Bottlehead Forum

Bottlehead Kits => Legacy Kit Products => Quickie => Topic started by: charger on November 11, 2013, 04:17:15 AM

Title: lack of highs
Post by: charger on November 11, 2013, 04:17:15 AM
I hear a lack of highs in my system, i am considering if it's becouse coupling caps i placed , two 2,2 uf Munforf Supreme bypassed by two 0,22 uf Mundof Supreme , may be that the bypass cap is  not necessary ?

thank you
Title: Re: lack of highs
Post by: Grainger49 on November 11, 2013, 04:21:00 AM
The Mundorf caps I have in my system have good clean highs.  But you need to break in film caps. 

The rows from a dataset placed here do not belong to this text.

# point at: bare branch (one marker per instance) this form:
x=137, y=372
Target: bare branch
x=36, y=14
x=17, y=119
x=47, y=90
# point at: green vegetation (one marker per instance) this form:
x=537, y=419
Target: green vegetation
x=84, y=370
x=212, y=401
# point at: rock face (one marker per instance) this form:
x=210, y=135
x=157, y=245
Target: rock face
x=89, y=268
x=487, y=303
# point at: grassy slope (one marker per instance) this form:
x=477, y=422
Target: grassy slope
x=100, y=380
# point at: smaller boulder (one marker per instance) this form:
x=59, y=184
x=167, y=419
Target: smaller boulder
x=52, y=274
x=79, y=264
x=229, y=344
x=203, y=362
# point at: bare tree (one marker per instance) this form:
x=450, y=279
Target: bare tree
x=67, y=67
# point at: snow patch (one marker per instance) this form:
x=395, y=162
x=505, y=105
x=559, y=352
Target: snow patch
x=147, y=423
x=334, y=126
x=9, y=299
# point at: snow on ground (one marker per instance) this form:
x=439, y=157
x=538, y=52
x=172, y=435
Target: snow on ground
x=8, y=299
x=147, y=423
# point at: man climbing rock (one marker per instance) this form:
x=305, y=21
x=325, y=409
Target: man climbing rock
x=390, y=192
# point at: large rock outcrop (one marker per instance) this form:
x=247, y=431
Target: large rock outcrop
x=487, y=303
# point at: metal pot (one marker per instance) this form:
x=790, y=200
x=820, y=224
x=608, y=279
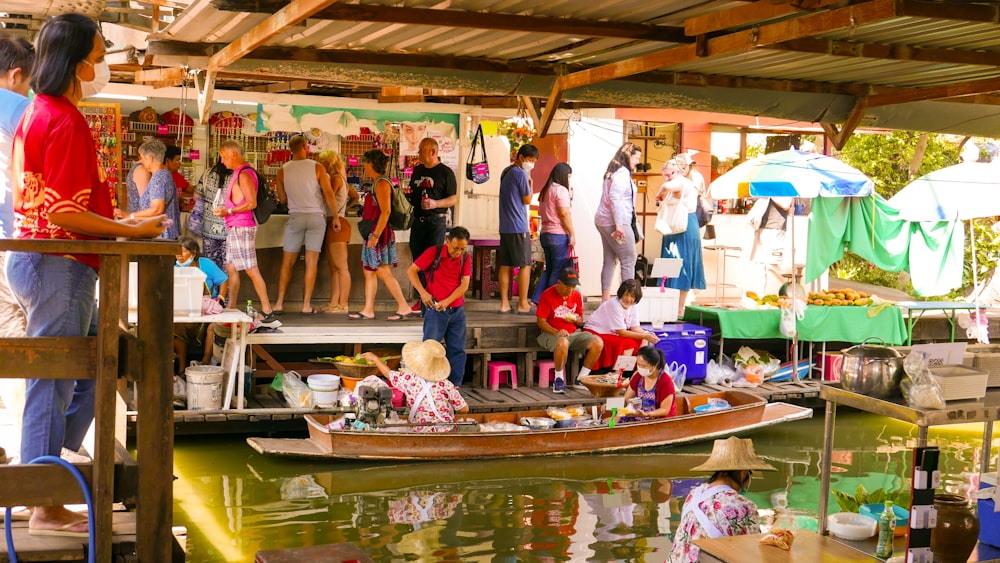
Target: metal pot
x=872, y=370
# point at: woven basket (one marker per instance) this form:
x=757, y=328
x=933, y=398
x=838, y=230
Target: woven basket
x=600, y=389
x=356, y=371
x=987, y=358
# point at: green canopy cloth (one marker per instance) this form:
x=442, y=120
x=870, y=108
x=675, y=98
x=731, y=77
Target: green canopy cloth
x=932, y=252
x=821, y=323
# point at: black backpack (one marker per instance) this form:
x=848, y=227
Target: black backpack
x=267, y=202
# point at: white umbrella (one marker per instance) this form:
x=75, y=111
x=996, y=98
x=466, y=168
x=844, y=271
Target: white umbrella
x=792, y=173
x=962, y=192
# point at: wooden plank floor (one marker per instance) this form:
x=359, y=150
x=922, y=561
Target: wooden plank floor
x=47, y=548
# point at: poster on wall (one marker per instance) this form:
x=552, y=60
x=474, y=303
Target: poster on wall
x=321, y=124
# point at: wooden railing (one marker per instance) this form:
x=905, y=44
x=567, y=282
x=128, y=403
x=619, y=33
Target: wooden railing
x=113, y=353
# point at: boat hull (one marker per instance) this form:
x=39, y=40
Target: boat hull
x=747, y=413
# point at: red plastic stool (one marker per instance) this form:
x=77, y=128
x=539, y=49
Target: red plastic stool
x=546, y=371
x=506, y=369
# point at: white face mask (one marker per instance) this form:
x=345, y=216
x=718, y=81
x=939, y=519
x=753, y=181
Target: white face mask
x=102, y=75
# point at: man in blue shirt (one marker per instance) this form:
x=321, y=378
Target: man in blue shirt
x=515, y=236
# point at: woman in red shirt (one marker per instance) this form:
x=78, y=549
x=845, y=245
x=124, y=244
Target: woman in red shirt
x=61, y=193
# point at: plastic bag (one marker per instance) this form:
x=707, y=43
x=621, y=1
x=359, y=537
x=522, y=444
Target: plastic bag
x=296, y=393
x=922, y=390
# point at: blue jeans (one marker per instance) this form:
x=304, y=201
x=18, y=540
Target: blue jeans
x=556, y=248
x=448, y=325
x=57, y=295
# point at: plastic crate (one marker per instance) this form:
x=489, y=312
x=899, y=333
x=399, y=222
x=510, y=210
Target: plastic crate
x=987, y=358
x=685, y=344
x=961, y=382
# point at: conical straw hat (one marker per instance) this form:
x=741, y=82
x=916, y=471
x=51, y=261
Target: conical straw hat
x=734, y=454
x=426, y=359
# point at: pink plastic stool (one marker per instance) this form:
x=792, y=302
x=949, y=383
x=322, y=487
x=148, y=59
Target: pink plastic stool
x=546, y=371
x=494, y=370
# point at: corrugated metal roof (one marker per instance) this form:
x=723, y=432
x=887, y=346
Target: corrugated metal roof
x=956, y=43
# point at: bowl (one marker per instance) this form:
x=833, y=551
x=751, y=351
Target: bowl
x=874, y=510
x=538, y=422
x=574, y=422
x=601, y=389
x=851, y=526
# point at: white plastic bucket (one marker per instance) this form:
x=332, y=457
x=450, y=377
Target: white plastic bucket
x=324, y=388
x=189, y=286
x=204, y=387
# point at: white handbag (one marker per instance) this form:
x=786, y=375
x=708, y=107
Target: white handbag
x=672, y=217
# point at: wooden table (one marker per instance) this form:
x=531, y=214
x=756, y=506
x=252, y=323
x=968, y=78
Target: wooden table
x=808, y=547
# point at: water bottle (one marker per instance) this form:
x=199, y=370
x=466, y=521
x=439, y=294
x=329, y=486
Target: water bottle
x=886, y=529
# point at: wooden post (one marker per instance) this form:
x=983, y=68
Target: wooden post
x=155, y=427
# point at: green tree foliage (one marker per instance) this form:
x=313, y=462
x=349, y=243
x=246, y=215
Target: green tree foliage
x=886, y=158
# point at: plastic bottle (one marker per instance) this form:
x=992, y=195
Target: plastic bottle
x=886, y=528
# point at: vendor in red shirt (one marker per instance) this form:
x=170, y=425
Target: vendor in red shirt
x=60, y=192
x=559, y=317
x=652, y=386
x=448, y=270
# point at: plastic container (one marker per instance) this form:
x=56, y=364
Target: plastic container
x=851, y=526
x=324, y=388
x=874, y=510
x=204, y=385
x=685, y=344
x=989, y=521
x=189, y=286
x=657, y=305
x=961, y=382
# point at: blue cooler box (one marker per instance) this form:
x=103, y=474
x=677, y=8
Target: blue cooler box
x=685, y=344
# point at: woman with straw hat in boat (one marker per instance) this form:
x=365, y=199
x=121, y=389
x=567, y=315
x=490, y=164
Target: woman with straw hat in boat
x=431, y=398
x=717, y=508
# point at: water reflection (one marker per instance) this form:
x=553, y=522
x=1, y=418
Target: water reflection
x=620, y=507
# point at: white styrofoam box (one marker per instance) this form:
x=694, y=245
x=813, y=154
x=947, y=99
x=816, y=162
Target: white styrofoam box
x=658, y=304
x=189, y=286
x=961, y=382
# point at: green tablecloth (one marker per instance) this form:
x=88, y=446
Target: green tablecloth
x=821, y=323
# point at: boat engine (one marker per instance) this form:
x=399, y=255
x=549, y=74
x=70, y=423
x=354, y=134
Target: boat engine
x=374, y=404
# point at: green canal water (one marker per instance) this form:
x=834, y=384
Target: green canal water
x=235, y=502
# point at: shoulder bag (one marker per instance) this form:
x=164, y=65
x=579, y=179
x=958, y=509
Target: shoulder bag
x=671, y=218
x=478, y=170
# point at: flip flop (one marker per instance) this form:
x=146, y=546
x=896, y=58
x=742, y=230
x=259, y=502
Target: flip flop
x=64, y=531
x=396, y=317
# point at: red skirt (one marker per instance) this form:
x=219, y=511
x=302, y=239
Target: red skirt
x=615, y=346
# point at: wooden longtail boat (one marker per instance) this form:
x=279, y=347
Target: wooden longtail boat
x=749, y=412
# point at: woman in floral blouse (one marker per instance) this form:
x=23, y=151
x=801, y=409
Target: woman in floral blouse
x=429, y=395
x=717, y=508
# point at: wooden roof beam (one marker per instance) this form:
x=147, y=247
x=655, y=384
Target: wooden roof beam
x=950, y=10
x=894, y=96
x=473, y=20
x=761, y=36
x=752, y=13
x=889, y=52
x=290, y=15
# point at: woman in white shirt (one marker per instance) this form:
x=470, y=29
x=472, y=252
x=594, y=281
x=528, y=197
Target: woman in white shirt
x=685, y=245
x=616, y=322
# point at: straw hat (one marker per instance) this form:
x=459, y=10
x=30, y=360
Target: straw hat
x=734, y=454
x=426, y=359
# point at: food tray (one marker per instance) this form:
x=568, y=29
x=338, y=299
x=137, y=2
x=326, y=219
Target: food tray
x=961, y=382
x=357, y=371
x=600, y=389
x=987, y=358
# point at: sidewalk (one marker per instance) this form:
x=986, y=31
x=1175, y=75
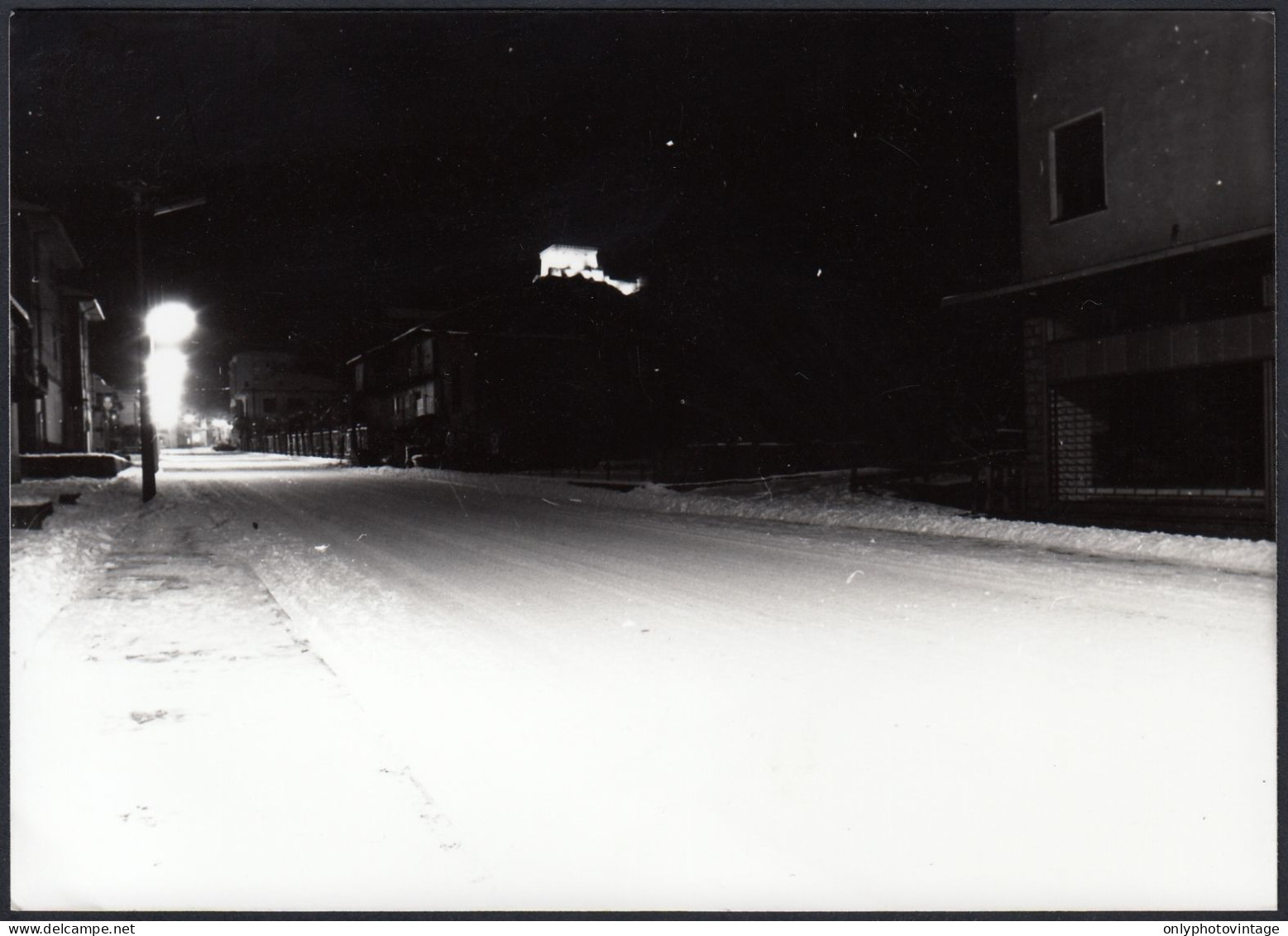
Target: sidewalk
x=175, y=746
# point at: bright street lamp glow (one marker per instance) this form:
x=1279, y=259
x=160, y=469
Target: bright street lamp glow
x=170, y=323
x=168, y=369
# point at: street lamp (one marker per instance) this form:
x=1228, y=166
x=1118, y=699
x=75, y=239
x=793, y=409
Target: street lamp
x=166, y=328
x=139, y=191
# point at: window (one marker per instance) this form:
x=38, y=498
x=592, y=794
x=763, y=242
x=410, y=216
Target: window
x=1078, y=168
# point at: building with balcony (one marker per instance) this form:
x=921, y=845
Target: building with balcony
x=270, y=390
x=1145, y=303
x=52, y=392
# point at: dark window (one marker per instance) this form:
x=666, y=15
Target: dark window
x=1078, y=168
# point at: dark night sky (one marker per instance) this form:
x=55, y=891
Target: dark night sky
x=360, y=161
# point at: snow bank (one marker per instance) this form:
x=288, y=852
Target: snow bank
x=823, y=499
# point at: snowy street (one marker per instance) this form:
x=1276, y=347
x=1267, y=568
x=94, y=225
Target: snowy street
x=291, y=684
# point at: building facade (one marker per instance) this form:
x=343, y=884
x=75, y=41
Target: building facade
x=478, y=399
x=52, y=391
x=1147, y=295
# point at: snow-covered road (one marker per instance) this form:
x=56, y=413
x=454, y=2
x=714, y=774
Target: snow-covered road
x=617, y=708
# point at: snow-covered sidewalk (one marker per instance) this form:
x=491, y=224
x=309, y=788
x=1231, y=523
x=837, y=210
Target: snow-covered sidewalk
x=142, y=781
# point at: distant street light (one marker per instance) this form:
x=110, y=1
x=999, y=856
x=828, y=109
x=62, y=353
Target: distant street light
x=139, y=191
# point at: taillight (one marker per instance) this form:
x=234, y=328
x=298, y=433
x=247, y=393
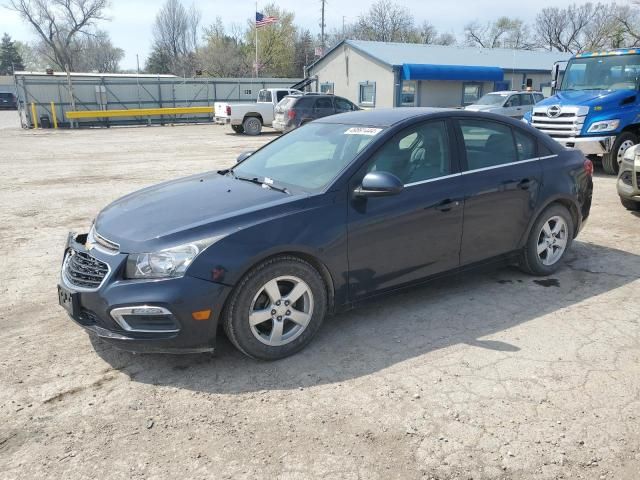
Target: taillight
x=588, y=167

How many hours have they played music?  Film need at least 4 days of music passing through them.
Title: Re: lack of highs
Post by: corndog71 on November 11, 2013, 04:57:11 AM
I hear a lack of highs in my system, i am considering if it's becouse coupling caps i placed , two 2,2 uf Munforf Supreme bypassed by two 0,22 uf Mundof Supreme , may be that the bypass cap is  not necessary ?

thank you

Try taking out the bypass caps and letting the bigger caps break in some more.
Title: Re: lack of highs
Post by: charger on November 11, 2013, 05:22:30 AM
it's two weeks now i have placed them , and heard music a couple of hours a day so it' s 30 hours or so , now four days are 96 hours
Title: Re: lack of highs
Post by: charger on November 11, 2013, 05:46:27 AM
also I found that damping too much tubes it reproduces a damped sound
Title: Re: lack of highs
Post by: Grainger49 on November 11, 2013, 02:32:39 PM
I suggest you put your CD player in repeat and burn in the Quickie.  The amp doesn't need to be on, it just needs the load of the amp's input.
Title: Re: lack of highs
Post by: charger on December 03, 2013, 01:25:25 AM
I can't understand, yesterday sound was really bright, dynamic , powerfull, today it is slow , darkish , what happens ? is it that capacitors are still breaking in ?
Title: Re: lack of highs
Post by: Doc B. on December 03, 2013, 05:25:02 AM
You might check your batteries' charge.
Title: Re: lack of highs
Post by: charger on December 03, 2013, 05:53:32 AM
oh ok !!
Title: Re: lack of highs
Post by: charger on December 04, 2013, 07:14:28 AM
under which voltage is better to change batteries ?
Title: Re: lack of highs
Post by: danielehn on February 04, 2015, 09:57:15 AM
I don't know if it's just mine, but using rechargeable D-Cells reduces the sound quality noticeable since they are usually 1.2V and not 1.5V

Somewhere around 1.35 the sound quality have dropped  to a noticeable lvl
Title: Re: lack of highs
Post by: Paul Joppa on February 04, 2015, 02:34:14 PM
I've seen a wide variety of specifications and claims for dry-battery filament tube voltage. Most commercial-use tubes for battery radios (like the 3S4) are performance-specified at 1.4 volts, but most hearing-aid tubes, powered by the same kind of batteries, are specified at 1.25 volts. In fact, some mil-spec versions of regular radio tubes call for 1.25v +/- 0.25v - they are the same tube, only the spec has changed.

In the very earliest days, a rheostat was used to adjust dry-battery tubes to 1.1v, it was periodically adjusted to maintain the voltage as the battery ran down. (This is the origin of the 5-v tube too, with a rheostat and a 6-volt lead-acid battery.) In one RCA manual, the recommended range was 1.25-1.4 volts with a nominal 1.3 volts; an absolute maximum of 1.6 volts was called out.